IT'S the bustling New Forest town which owes its existence to the arrival of the railway in 1886.

Now the first house to built in New Milton is set to become a museum and heritage centre after standing empty for about ten years.

Civic chefs have approved a proposal to convert the old stationmaster's home into a focal point for residents and visitors to the area.

A restoration scheme involving the 19th century property in Station Road has been devised by New Milton Town Council and Milton Heritage Society.

The project has been dubbed No 1 New Milton because the station was originally surrounded by open countryside.

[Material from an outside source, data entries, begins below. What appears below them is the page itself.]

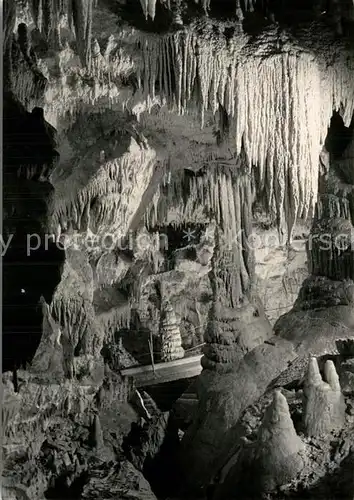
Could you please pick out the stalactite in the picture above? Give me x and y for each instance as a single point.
(47, 16)
(171, 341)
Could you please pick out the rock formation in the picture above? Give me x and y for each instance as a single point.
(171, 341)
(148, 146)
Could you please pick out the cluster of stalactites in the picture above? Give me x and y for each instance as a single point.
(49, 15)
(281, 132)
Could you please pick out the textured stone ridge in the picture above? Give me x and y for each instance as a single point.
(276, 455)
(171, 341)
(171, 132)
(324, 405)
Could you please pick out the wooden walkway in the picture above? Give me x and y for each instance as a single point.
(164, 372)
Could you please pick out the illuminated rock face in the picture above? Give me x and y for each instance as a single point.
(171, 341)
(324, 406)
(182, 128)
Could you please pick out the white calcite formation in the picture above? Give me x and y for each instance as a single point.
(171, 341)
(279, 448)
(324, 405)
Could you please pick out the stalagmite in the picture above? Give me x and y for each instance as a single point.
(97, 434)
(171, 341)
(324, 405)
(279, 448)
(47, 16)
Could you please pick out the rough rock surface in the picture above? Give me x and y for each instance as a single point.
(147, 146)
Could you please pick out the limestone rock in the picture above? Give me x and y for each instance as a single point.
(274, 459)
(120, 480)
(324, 405)
(171, 341)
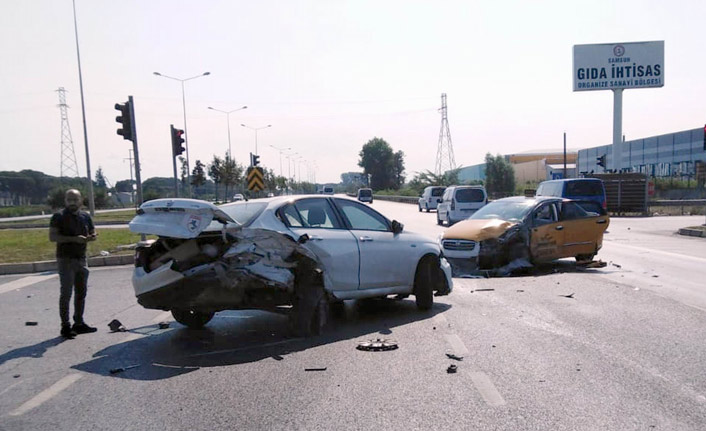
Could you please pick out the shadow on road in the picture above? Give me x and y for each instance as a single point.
(236, 337)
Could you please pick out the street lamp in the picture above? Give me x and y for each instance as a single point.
(256, 129)
(280, 157)
(230, 153)
(186, 134)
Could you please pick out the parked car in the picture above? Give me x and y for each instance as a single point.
(583, 189)
(538, 229)
(365, 195)
(430, 198)
(460, 202)
(265, 253)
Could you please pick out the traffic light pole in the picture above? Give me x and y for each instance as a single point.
(135, 151)
(176, 181)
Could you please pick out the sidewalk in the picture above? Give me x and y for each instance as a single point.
(50, 265)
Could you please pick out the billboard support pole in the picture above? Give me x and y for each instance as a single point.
(617, 127)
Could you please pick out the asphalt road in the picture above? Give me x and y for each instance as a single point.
(562, 349)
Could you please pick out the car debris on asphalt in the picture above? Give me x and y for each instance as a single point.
(378, 345)
(121, 369)
(116, 326)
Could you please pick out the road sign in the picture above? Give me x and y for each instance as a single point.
(255, 179)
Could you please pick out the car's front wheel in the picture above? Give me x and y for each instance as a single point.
(192, 319)
(424, 281)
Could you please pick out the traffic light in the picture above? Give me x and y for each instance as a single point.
(125, 120)
(177, 140)
(601, 161)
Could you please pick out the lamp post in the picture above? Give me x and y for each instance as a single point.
(186, 133)
(280, 156)
(230, 152)
(256, 129)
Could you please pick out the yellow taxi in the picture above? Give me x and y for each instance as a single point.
(538, 229)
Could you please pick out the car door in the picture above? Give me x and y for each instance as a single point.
(384, 260)
(329, 240)
(583, 229)
(547, 235)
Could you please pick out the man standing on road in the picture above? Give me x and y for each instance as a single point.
(71, 229)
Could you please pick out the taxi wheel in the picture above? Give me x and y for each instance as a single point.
(424, 282)
(192, 319)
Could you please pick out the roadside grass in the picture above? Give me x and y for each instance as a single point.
(30, 245)
(113, 217)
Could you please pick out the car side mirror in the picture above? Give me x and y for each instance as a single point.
(397, 227)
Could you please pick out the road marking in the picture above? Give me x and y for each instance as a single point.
(487, 389)
(46, 394)
(666, 253)
(456, 344)
(25, 281)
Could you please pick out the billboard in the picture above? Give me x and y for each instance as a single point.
(611, 66)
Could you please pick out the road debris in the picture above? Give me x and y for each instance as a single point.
(121, 369)
(378, 345)
(116, 326)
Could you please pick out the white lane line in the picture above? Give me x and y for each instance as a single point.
(487, 389)
(25, 281)
(457, 345)
(161, 317)
(655, 251)
(46, 394)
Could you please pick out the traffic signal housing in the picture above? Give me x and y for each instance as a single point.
(601, 161)
(177, 141)
(125, 120)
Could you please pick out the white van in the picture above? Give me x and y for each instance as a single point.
(460, 202)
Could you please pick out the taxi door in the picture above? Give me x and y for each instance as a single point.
(547, 234)
(583, 228)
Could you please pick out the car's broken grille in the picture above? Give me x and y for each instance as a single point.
(458, 244)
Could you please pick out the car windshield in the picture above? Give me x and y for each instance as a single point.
(511, 211)
(470, 195)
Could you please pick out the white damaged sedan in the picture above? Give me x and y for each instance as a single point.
(303, 251)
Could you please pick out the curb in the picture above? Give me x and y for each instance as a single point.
(50, 265)
(692, 232)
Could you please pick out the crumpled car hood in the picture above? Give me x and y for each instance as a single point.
(177, 218)
(477, 230)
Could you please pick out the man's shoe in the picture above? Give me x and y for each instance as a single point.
(67, 332)
(82, 328)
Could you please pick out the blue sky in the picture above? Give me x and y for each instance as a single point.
(330, 75)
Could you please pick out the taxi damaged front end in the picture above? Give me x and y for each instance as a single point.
(481, 244)
(213, 270)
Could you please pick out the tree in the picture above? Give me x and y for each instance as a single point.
(100, 178)
(198, 174)
(398, 169)
(499, 176)
(215, 172)
(377, 159)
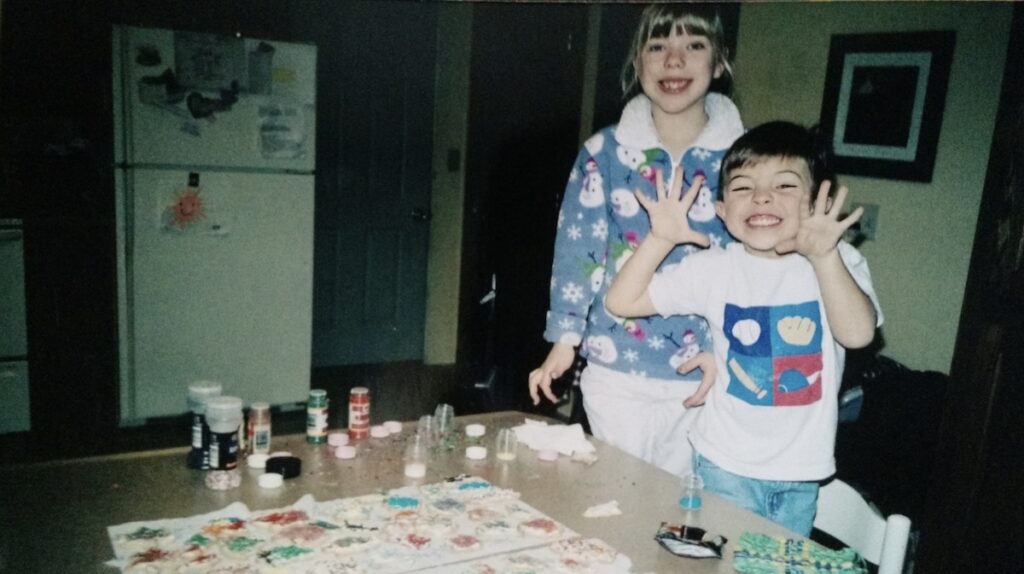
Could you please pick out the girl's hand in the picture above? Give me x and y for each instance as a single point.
(558, 361)
(709, 370)
(820, 228)
(668, 211)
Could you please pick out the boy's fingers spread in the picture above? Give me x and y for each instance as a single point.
(659, 183)
(785, 246)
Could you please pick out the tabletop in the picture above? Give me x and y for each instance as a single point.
(54, 516)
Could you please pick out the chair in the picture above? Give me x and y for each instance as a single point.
(844, 515)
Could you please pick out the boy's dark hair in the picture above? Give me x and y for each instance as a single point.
(781, 139)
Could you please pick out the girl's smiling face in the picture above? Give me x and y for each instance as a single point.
(762, 203)
(676, 71)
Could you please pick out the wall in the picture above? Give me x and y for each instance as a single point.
(921, 255)
(448, 193)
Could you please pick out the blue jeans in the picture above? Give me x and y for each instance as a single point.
(791, 503)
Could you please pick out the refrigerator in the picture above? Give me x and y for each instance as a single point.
(214, 165)
(14, 411)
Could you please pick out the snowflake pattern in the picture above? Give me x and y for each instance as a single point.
(572, 293)
(701, 153)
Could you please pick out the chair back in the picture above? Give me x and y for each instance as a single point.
(845, 515)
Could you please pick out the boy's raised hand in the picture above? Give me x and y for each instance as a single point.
(820, 228)
(668, 211)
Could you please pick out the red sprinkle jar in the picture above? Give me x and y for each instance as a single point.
(358, 413)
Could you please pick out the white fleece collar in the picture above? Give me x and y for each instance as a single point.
(636, 126)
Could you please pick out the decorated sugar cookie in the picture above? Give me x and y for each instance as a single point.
(585, 550)
(304, 533)
(221, 528)
(495, 529)
(141, 539)
(285, 555)
(152, 560)
(539, 527)
(241, 547)
(280, 519)
(352, 544)
(464, 542)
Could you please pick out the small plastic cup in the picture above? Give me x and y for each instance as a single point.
(444, 416)
(692, 486)
(506, 444)
(427, 430)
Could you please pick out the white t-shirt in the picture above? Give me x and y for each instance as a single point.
(772, 412)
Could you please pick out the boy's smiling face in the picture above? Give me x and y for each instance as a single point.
(762, 203)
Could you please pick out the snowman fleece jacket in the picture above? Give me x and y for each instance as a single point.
(601, 224)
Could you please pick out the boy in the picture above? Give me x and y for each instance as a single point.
(782, 303)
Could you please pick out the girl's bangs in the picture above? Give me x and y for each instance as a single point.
(660, 26)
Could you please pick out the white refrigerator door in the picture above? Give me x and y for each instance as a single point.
(159, 85)
(227, 297)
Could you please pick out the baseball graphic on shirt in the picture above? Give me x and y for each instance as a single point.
(596, 279)
(631, 157)
(592, 193)
(601, 348)
(747, 332)
(797, 330)
(704, 207)
(689, 350)
(625, 203)
(595, 143)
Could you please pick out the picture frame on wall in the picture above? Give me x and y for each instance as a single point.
(884, 99)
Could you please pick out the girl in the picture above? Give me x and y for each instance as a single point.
(633, 395)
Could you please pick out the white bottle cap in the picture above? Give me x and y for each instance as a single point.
(257, 460)
(345, 451)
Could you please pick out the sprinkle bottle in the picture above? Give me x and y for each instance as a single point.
(316, 408)
(358, 413)
(223, 414)
(259, 428)
(199, 393)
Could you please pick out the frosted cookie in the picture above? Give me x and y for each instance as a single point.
(285, 555)
(304, 533)
(402, 502)
(449, 505)
(539, 527)
(198, 560)
(482, 514)
(416, 540)
(352, 544)
(241, 547)
(573, 566)
(280, 519)
(464, 542)
(585, 549)
(495, 529)
(336, 566)
(141, 539)
(152, 560)
(221, 528)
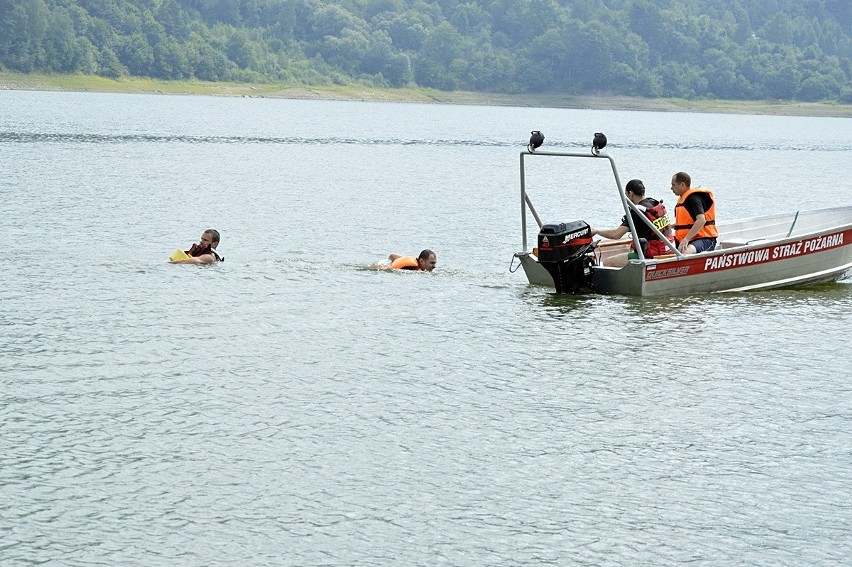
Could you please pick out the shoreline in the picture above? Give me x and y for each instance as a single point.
(135, 85)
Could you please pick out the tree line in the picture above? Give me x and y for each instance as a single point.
(729, 49)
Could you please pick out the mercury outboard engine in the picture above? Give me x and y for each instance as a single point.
(562, 251)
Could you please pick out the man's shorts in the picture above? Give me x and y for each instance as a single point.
(703, 244)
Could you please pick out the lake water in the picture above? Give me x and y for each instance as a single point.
(293, 406)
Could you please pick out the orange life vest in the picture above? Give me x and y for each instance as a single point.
(405, 263)
(684, 221)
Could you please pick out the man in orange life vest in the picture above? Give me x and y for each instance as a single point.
(205, 251)
(695, 216)
(425, 262)
(656, 213)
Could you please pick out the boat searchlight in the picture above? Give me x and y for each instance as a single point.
(598, 143)
(536, 140)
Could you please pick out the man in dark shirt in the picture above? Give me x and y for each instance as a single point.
(635, 191)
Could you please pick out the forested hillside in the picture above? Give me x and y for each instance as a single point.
(731, 49)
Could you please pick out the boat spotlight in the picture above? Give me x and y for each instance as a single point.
(598, 143)
(536, 140)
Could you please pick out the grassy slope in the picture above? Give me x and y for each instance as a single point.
(20, 81)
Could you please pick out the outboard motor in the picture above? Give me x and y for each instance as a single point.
(562, 251)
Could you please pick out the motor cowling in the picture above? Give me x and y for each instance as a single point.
(562, 251)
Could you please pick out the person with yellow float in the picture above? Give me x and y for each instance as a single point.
(204, 252)
(425, 262)
(695, 216)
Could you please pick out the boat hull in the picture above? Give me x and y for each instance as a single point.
(802, 260)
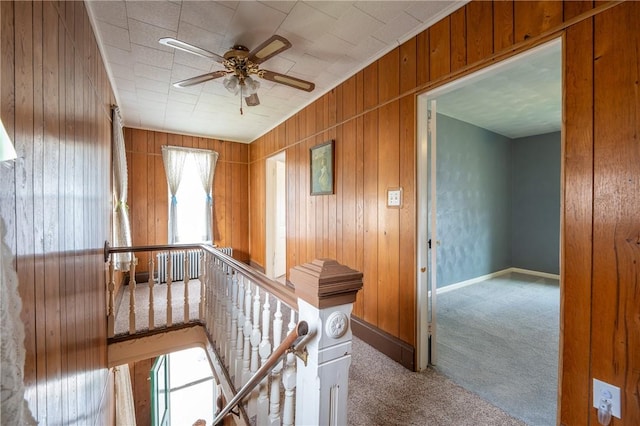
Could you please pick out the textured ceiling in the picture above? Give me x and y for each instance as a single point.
(332, 40)
(515, 98)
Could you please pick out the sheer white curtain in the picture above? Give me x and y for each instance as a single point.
(121, 227)
(125, 406)
(173, 159)
(206, 161)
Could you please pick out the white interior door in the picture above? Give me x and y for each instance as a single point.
(276, 217)
(426, 273)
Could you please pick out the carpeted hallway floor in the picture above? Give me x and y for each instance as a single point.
(499, 339)
(382, 392)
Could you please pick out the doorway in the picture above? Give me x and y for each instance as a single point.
(276, 218)
(509, 111)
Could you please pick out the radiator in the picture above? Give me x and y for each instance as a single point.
(226, 250)
(177, 265)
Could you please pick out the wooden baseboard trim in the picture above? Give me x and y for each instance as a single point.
(391, 346)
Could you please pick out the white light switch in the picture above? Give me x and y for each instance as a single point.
(604, 392)
(394, 197)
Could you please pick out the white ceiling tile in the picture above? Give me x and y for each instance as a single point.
(118, 56)
(148, 35)
(126, 86)
(367, 50)
(307, 21)
(332, 8)
(383, 11)
(282, 6)
(331, 41)
(114, 36)
(253, 23)
(202, 38)
(159, 13)
(355, 26)
(153, 96)
(112, 12)
(147, 84)
(151, 72)
(396, 28)
(210, 16)
(147, 55)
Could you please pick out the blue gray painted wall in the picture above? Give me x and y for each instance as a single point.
(535, 197)
(498, 202)
(474, 186)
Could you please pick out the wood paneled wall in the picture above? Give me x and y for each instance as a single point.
(371, 116)
(56, 200)
(148, 193)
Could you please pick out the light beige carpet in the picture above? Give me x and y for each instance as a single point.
(382, 392)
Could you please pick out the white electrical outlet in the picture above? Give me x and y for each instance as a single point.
(394, 197)
(609, 393)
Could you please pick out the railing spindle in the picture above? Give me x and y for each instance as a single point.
(152, 282)
(289, 381)
(274, 397)
(111, 318)
(169, 282)
(203, 276)
(132, 295)
(239, 334)
(186, 286)
(246, 354)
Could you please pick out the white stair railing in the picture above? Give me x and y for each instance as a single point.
(242, 313)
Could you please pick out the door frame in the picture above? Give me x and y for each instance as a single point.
(271, 211)
(424, 328)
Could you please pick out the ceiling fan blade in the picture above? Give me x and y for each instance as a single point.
(252, 100)
(189, 48)
(271, 47)
(288, 80)
(200, 79)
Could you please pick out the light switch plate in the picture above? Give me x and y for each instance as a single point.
(610, 393)
(394, 197)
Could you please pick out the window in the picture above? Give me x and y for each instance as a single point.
(192, 204)
(190, 174)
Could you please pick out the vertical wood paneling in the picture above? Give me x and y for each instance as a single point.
(407, 233)
(615, 303)
(408, 63)
(532, 18)
(574, 395)
(422, 60)
(458, 33)
(503, 26)
(370, 183)
(60, 217)
(439, 49)
(388, 218)
(479, 30)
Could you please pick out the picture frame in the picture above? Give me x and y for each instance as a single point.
(321, 158)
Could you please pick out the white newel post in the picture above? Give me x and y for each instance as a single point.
(326, 292)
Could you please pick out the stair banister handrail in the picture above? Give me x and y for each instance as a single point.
(290, 343)
(282, 292)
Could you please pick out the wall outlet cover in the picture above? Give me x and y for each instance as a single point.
(610, 393)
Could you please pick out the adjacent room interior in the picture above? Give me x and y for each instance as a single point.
(498, 166)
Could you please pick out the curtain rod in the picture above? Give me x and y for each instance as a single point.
(184, 148)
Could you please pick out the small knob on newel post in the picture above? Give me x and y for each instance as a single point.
(326, 291)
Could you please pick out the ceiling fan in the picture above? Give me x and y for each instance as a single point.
(240, 64)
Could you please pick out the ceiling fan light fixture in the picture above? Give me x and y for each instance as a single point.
(232, 84)
(251, 86)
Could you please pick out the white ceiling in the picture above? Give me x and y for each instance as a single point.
(519, 97)
(332, 40)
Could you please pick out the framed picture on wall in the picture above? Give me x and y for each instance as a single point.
(321, 167)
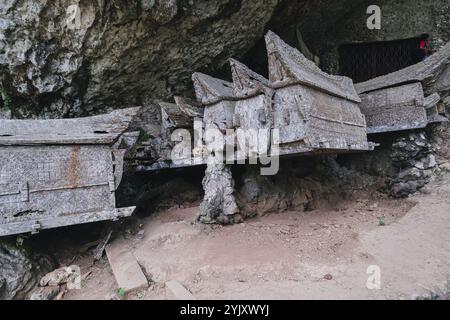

The rest of the town grew up around it.

New Forest Post:

Proposals to convert the house were backed by Alan Watson, chairman of New Milton Residents' Association.

In a letter to the district council he said: "The heritage centre will be a valuable asset to residents and the thousands of visitors who come to New Milton.

"It will assist people of all ages to learn about the birth and growth of New Milton and to have a better understanding of how the town has developed over the years.

"It will be an ideal repository for the mass of historical information which has been collected from a variety of sources and which needs to be preserved for us and for future generations."

Exhibits will be displayed on the ground floor and an upstairs room will be turned into a learning centre used by schools and youth groups.

One part of the attraction will outline the early history of the area through to the arrival of the railway in 1886. Other sections will chronicle the years leading up to the end of the First World War, plus the period from the 1920s to the present day.

The conversion of the building is expected to cost about £60,000.

New Forest Post:

A report to district councillors said: "There is nothing within the town which currently allows public access to historical details about the town and surrounding villages.

"The proposal would make good use of an otherwise empty property.

"While the loss of a dwelling is regrettable, it would provide an alternative use which would benefit the wider population of the town as well as provide a focal point for visitors to the area."

A town council spokesman added: "The building of a station about a mile north east of Milton village created the new town of New Milton.

"When it was built in 1886 it was just a railway station in the middle of the countryside."